The court below, after due consideration of the appeal of the appellant, dismissed it. The court affirmed the finding of the learned trial Judge that the prosecution proved the charge preferred against the appellant beyond reasonable doubt. It also agreed that none of the usual defences was available to the appellant.

It affirmed the conviction and sentence passed on the appellant. With reference to the question whether the prosecution proved the charge preferred against the appellant beyond reasonable doubt, the court below stated, inter alia, as follows:-

“The question is, whether on the totality of the evidence led by the prosecution there was proof beyond reasonable doubt that the accused with the necessary intent pulled the trigger of the Bereta pistol which released the fatal bullet that hit the deceased ………. From the narration of the circumstances leading to the death of the deceased, I have no doubt whatsoever, so also was the trial Judge, that the unceremonious act of pulling the trigger of the Bereta pistol on the ill fated date was intended to cause the death of the deceased or intended to do the deceased some grievous harm.”

The court below then referred again to the evidence of the P.W.2 which in its view was solid and unshaken and to the evidence of the medical doctor who performed the post mortem examination that the cause of the death of the deceased was gun shot wound. He then pointed out that, in the circumstance, there was ample evidence before the learned trial Judge, which he properly evaluated, to warrant the conclusion that the prosecution had proved its case or the guilt of the appellant beyond reasonable doubt.

The learned counsel for the appellant cited some authorities on the onus of proof in criminal cases and argued that the charge preferred against the appellant was not proved beyond reasonable doubt. Again, on this point, he referred to what he described as contradiction and conflict in the evidence of P.W.5, P.W.7 and P.W.8. He could not understand why the evidence of the P.W.2 should be singled out and be given the probative value that it was given. In his view, the trial Judge could not pick and choose between conflicting evidence.

The learned counsel for the respondent referred, in the respondent’s brief, to the evidence of P.W.1 who was the armourer that supplied the pistol and the live ammunition to the appellant for his official duties. He also referred to the evidence of the P.W.2 who saw the appellant when he fired a gun shot at the deceased and the evidence of the medical doctor who testified that the cause of the death of the deceased was gun shot wound. The learned counsel pointed out that the evidence of P.W.2 became outstanding because it provided the details needed to establish a case against the appellant.

I entirely agree with the views of the court below on this aspect of the matter. There was evidence that the appellant was supplied with a pistol together with live ammunition.

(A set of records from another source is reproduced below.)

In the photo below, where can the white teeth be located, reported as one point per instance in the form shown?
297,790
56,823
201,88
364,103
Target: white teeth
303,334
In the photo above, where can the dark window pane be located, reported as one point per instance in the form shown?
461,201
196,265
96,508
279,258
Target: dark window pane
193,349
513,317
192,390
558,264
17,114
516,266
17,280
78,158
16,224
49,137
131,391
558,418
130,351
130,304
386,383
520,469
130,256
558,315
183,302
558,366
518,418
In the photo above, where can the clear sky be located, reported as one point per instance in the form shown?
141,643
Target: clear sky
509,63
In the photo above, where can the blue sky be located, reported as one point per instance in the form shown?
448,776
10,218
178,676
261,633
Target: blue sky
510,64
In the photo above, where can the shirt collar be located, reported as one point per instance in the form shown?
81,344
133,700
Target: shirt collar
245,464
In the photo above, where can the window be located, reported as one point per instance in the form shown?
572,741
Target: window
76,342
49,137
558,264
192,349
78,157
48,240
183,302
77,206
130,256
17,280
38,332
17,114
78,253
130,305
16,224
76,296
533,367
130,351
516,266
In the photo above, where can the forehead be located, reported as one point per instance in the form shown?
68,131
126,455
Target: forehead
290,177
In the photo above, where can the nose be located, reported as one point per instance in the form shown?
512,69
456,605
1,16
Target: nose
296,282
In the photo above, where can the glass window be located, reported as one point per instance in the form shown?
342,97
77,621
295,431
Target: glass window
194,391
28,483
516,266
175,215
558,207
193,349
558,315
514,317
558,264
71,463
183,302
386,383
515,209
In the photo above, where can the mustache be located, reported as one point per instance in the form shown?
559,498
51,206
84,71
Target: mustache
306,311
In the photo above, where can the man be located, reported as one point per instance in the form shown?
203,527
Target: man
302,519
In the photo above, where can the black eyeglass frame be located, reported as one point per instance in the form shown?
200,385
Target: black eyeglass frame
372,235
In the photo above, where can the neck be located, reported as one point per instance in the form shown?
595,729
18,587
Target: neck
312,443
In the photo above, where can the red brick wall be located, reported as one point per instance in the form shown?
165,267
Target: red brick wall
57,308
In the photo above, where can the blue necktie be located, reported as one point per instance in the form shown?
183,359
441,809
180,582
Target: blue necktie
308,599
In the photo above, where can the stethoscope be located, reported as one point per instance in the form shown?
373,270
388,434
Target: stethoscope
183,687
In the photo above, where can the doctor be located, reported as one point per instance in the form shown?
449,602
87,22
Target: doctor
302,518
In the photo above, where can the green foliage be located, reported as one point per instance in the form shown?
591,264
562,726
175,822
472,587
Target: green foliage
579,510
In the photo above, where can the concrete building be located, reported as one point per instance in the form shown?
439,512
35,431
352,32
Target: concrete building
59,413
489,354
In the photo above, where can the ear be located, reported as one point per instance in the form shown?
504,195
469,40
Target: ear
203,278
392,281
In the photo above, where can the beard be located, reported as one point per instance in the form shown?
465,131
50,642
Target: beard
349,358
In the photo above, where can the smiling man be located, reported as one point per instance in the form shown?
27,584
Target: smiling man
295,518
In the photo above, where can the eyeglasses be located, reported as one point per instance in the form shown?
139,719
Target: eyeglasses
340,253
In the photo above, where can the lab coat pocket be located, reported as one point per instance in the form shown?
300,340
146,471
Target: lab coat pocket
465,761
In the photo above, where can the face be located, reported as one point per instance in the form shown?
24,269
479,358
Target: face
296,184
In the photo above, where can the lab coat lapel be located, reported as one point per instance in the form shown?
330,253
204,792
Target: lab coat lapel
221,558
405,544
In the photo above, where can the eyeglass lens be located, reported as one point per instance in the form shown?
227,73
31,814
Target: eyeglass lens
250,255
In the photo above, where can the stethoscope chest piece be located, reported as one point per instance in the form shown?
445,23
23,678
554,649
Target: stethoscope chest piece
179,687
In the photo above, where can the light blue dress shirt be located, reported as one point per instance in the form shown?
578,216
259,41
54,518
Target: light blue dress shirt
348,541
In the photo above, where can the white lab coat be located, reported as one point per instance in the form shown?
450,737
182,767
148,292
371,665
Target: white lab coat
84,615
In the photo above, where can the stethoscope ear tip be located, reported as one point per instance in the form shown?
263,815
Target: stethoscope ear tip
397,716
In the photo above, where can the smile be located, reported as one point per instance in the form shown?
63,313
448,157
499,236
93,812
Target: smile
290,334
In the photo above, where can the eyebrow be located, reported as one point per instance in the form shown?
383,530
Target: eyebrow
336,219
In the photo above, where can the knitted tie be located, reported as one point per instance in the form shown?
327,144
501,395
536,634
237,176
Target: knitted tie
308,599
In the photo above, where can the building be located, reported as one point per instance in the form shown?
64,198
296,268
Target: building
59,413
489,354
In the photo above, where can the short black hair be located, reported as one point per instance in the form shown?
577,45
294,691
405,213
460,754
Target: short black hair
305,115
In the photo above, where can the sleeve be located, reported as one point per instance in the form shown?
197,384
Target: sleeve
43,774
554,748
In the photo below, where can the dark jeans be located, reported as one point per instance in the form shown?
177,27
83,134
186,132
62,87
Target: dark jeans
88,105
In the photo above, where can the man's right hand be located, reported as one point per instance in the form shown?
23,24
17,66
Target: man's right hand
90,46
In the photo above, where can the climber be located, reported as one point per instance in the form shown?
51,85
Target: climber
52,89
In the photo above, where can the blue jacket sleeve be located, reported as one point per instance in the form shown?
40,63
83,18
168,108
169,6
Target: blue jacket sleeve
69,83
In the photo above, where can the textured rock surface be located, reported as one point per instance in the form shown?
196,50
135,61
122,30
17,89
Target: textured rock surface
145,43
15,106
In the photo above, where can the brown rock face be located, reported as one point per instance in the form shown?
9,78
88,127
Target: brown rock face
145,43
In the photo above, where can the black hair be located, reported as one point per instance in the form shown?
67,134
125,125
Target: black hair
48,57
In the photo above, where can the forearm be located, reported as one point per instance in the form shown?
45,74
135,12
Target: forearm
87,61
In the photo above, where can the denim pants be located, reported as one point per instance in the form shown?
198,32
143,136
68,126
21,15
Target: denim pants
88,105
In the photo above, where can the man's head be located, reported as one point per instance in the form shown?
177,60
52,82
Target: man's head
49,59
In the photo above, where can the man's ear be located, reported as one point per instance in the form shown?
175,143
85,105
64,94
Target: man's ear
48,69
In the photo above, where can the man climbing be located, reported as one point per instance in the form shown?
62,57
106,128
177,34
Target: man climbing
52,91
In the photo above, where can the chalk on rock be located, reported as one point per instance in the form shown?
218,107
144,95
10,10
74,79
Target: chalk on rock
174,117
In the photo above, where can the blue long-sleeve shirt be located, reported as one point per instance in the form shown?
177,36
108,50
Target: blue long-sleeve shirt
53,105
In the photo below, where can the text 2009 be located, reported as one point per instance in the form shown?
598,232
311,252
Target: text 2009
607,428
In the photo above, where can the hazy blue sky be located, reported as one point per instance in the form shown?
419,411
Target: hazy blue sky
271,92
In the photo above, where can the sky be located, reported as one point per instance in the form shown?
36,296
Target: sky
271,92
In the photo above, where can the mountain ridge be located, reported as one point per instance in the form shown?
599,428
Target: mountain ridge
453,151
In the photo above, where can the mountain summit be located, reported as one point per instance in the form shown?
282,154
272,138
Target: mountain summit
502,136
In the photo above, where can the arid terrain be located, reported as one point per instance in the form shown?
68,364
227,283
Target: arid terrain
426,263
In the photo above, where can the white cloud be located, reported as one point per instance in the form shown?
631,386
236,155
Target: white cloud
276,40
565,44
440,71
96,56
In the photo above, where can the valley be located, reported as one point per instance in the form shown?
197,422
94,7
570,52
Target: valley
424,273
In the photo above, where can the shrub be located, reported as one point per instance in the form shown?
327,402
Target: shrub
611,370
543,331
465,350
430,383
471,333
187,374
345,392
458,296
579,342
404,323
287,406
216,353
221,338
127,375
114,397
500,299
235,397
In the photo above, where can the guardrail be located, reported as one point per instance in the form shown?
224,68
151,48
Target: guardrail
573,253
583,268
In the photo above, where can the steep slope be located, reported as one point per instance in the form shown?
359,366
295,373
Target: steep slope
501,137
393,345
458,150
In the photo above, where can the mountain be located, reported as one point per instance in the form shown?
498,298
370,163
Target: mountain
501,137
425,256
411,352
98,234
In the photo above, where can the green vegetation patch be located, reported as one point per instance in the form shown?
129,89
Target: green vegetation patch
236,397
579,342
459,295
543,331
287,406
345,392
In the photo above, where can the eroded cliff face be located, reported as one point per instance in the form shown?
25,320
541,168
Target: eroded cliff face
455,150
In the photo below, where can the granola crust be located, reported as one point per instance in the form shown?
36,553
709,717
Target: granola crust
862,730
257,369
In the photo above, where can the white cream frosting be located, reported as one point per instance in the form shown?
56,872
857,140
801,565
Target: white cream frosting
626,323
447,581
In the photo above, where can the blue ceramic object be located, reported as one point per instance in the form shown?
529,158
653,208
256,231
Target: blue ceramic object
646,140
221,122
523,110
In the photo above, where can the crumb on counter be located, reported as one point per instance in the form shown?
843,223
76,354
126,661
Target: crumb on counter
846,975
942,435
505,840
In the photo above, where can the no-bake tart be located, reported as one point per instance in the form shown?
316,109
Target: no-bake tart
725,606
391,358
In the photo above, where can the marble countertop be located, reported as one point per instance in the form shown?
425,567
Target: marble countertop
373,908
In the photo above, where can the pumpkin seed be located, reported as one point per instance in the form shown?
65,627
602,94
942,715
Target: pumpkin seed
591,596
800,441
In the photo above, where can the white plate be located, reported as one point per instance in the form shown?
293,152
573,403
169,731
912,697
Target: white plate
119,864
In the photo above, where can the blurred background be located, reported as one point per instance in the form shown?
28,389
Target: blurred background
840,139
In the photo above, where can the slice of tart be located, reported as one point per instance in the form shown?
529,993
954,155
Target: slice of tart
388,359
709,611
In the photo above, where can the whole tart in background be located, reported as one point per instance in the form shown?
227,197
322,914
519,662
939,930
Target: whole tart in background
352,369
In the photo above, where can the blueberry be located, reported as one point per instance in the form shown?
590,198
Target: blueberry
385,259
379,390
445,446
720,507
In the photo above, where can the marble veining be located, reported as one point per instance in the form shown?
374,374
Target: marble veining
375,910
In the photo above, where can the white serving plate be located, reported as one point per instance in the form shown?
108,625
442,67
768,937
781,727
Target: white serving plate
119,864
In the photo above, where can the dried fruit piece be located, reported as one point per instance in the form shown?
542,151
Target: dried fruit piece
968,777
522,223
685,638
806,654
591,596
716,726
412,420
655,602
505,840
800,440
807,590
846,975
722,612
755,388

P.W.2 saw the appellant when he fired a gun at the deceased and the deceased fell down. The deceased was conveyed by the appellant and one other person to the police station and he died while he was being conveyed from the police station to the hospital on the same day. There was the evidence of the medical doctor who performed post – mortem examination on the corpse of the deceased that the deceased’s death was caused by gun shot wound. He extracted a bullet from the corpse of the deceased.

All the essential ingredients of the offence in the charge were proved. It was clear from the circumstances of this case that none of usual defences was available to the appellant. I have already examined and expressed my views on the alleged conflict or contradiction in the evidence of P.W.2, P.W.5, P.W.7 and P.W.8. In particular, I have pointed out that the court below was perfectly in order in affirming the probative value which the learned trial Judge ascribed to the evidence of P.W.2. The answer to the questions raised under the 1st, 2nd, 3rd and the 4th issues are in the affirmative.

The appeal does not succeed and it is hereby dismissed. The judgment of the court below is affirmed.